CCI, 4 de outubro de 1990.


[1] Ver "Guerra, militarismo e blocos imperialistas" na Revue Internationale n°52 e n° 53.

[2] Para a análise da CCI sobre a questão da decomposição, ler Decomposição, a fase final do declínio do capitalismo.

[3] No entanto, é importante enfatizar uma grande diferença entre o capitalismo de Estado e os blocos imperialistas. O primeiro não pode ser questionado pelos conflitos entre as diferentes frações da classe capitalista (ou então é a guerra civil, que pode caracterizar certas zonas atrasadas do capitalismo, mas não os seus setores mais avançados): em geral, é o Estado, representando o capital nacional como um todo, que consegue impor sua autoridade sobre os vários componentes deste último. Por outro lado, os blocos imperialistas não apresentam o mesmo caráter de durabilidade. Em primeiro lugar, eles só foram formados tendo em vista a guerra mundial: em um período em que esta não estava momentaneamente na agenda (como nos anos 1920), eles poderiam muito bem desaparecer. Em segundo lugar, não há uma "predestinação" definitiva para os Estados a favor de tal e tal bloco: é de forma circunstancial que os blocos se constituem, segundo critérios econômicos, geográficos, militares, políticos etc. Nesse sentido, a história inclui muitos exemplos de Estados que mudaram de bloco após a modificação de um desses fatores. Essa diferença de estabilidade entre o estado capitalista e os blocos não é de modo algum misteriosa. Corresponde ao fato de que o nível mais alto de unidade que a burguesia pode alcançar é o da nação, na medida em que o Estado nacional é, por excelência, o instrumento de defesa de seus interesses (manutenção da "ordem", ordens massivas, política monetária, proteção aduaneira, etc.). Por isso, uma aliança dentro de um bloco imperialista nada mais é do que o conglomerado de interesses nacionais fundamentalmente antagônicos, um conglomerado destinado a preservar esses interesses na selva internacional. Ao decidir se alinhar em um bloco e não em outro, a burguesia não tem outra preocupação senão a garantia de seus interesses nacionais. Afinal, se podemos considerar o capitalismo como uma entidade global, devemos sempre ter em mente que, concretamente, é na forma de capitais concorrentes e rivais que ele existe.

[4] Na realidade, é de fato o modo de produção capitalista como um todo que, em sua decadência e ainda mais em sua fase de decomposição, constitui uma aberração do ponto de vista dos interesses da humanidade. Mas nesta agonia bárbara do capitalismo, certas formas dele, como o stalinismo, surgidas de circunstâncias históricas específicas (como veremos mais adiante) trazem características que as tornam ainda mais vulneráveis e as condenam a desaparecer antes mesmo que todo o sistema seja destruído pela revolução proletária ou pela destruição da humanidade.

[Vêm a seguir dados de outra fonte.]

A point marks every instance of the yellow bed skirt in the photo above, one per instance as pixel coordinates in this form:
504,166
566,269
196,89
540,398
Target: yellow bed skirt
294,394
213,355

[5] Nesse sentido, a maneira como a "ordem" do mundo será garantida no novo período tenderá a se assemelhar cada vez mais à maneira como a URSS manteve a ordem em seu antigo bloco: pelo terror e pela força de armas. No período de decomposição, e com o agravamento das convulsões econômicas do capital moribundo, são as formas mais brutais e bárbaras de relações entre Estados utilizadas antes que tenderão a se tornar a regra para todos os países do mundo.

[6] De fato, as razões pelas quais a Rússia não poderia representar uma locomotiva para a revolução mundial (é por isso que revolucionários como Lenin e Trotsky esperaram que a revolução na Alemanha levasse a revolução russa a reboque) foram as mesmas que fizeram ele um candidato totalmente inadequado para o papel de cabeça-dura.

[7] Outra razão pela qual os aliados ocidentais deram à URSS uma plena disposição dos países da Europa Central estava no fato de que contavam com esse poder para "policiar" o proletariado dessa região. A história mostrou (em Varsóvia, em particular) o quanto essa confiança era merecida.